OpenVINO Model Server includes now the rerank
endpoint based on Cohere API.
Please see the Cohere rerank API Reference for more information on the API.
The endpoint can be accessed via a path:
http://server_name:port/v3/rerank
In the cohere client library specify the base_url=http://server_name:port/v3
.
curl http://localhost:8000/v3/rerank \
-H "Content-Type: application/json" \
-d '{"model": "BAAI/bge-reranker-large", \
"query": "Hello", "documents":["Welcome","Farewell"]}'
{
"results": [
{
"index": 0,
"relevance_score": 0.3886180520057678
},
{
"index": 1,
"relevance_score": 0.0055549247190356255
}
]
}
Param | OpenVINO Model Server | Cohere | Type | Description |
---|---|---|---|---|
model | ✅ | ✅ | string (required) | Name of the model to use.

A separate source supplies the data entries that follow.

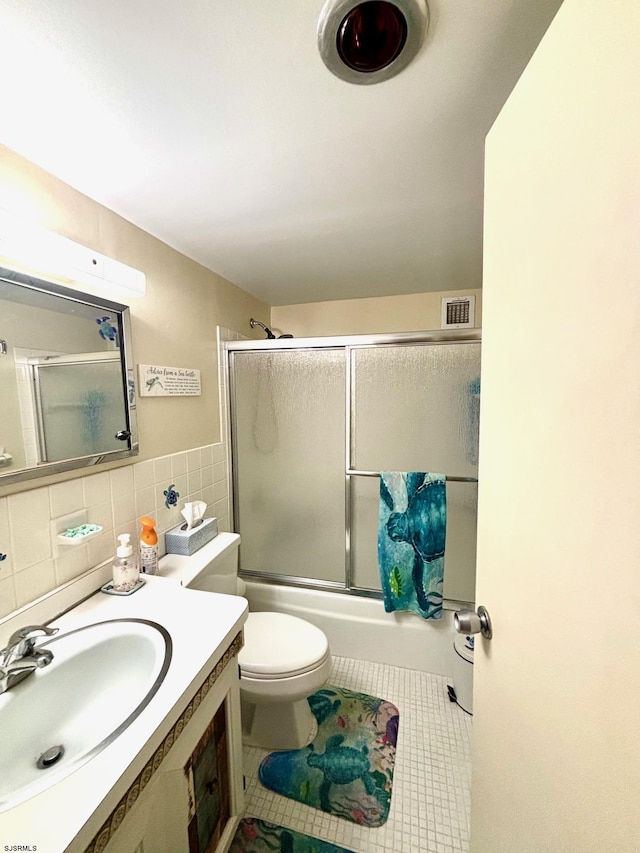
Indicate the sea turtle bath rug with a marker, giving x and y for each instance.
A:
(258, 836)
(347, 770)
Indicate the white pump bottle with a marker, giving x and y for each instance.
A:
(126, 568)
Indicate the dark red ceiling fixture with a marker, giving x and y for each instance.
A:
(371, 36)
(373, 40)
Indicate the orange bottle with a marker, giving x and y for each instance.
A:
(148, 546)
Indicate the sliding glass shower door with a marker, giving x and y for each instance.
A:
(314, 422)
(288, 415)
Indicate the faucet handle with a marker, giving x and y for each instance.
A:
(25, 637)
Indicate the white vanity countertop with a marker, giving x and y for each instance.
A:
(201, 625)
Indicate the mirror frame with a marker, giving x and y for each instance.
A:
(24, 280)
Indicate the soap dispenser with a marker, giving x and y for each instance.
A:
(126, 569)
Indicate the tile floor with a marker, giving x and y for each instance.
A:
(430, 801)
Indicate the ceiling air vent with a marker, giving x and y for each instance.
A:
(458, 312)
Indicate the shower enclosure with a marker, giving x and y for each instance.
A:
(313, 422)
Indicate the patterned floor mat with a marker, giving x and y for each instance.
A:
(348, 769)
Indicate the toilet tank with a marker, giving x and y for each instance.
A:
(213, 568)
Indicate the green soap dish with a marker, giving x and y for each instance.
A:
(111, 590)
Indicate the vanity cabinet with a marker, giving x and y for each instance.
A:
(193, 797)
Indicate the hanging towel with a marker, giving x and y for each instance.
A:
(412, 529)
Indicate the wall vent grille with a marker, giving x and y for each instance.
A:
(458, 312)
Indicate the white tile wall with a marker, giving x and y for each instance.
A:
(115, 499)
(35, 565)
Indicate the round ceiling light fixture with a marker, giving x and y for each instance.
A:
(372, 41)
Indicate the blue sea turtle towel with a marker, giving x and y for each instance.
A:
(412, 532)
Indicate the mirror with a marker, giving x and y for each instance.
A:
(66, 379)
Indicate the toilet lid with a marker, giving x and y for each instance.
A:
(277, 644)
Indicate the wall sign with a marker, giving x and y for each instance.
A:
(158, 381)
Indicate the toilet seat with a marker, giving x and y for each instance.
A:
(279, 646)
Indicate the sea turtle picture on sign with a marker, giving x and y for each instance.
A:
(156, 381)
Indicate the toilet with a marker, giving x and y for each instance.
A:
(284, 658)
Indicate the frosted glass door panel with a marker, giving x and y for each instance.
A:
(83, 409)
(416, 408)
(289, 462)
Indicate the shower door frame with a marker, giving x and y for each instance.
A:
(348, 343)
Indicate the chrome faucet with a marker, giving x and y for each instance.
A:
(20, 658)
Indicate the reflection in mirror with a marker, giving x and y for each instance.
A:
(66, 379)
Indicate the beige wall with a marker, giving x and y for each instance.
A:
(414, 312)
(556, 746)
(174, 324)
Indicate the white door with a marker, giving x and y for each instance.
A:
(557, 693)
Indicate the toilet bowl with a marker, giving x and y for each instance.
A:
(284, 658)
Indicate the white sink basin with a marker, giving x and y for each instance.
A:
(61, 716)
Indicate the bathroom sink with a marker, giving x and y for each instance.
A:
(101, 677)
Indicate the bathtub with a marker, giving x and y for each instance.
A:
(359, 627)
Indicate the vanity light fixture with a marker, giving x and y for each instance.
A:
(35, 250)
(368, 42)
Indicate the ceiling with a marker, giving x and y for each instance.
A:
(216, 127)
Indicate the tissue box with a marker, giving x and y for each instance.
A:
(179, 540)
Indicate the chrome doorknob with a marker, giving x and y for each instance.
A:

Name assigned to a servable configured to run a reranking model. |
query | ✅ | ✅ | string (required) | Text to compare the similarity with the documents |
documents | ✅ | list of strings | Documents to rerank | |
top_n | ✅ | ✅ | integer | Limit response to n most similar |
return_documents | ✅ | ✅ | boolean | Return the documents in the response |
- max_chunks_per_doc - configurable on the server side in the graph parameters.
- rank_fields
- documents in a form of a dictionary. A list of strings is allowed.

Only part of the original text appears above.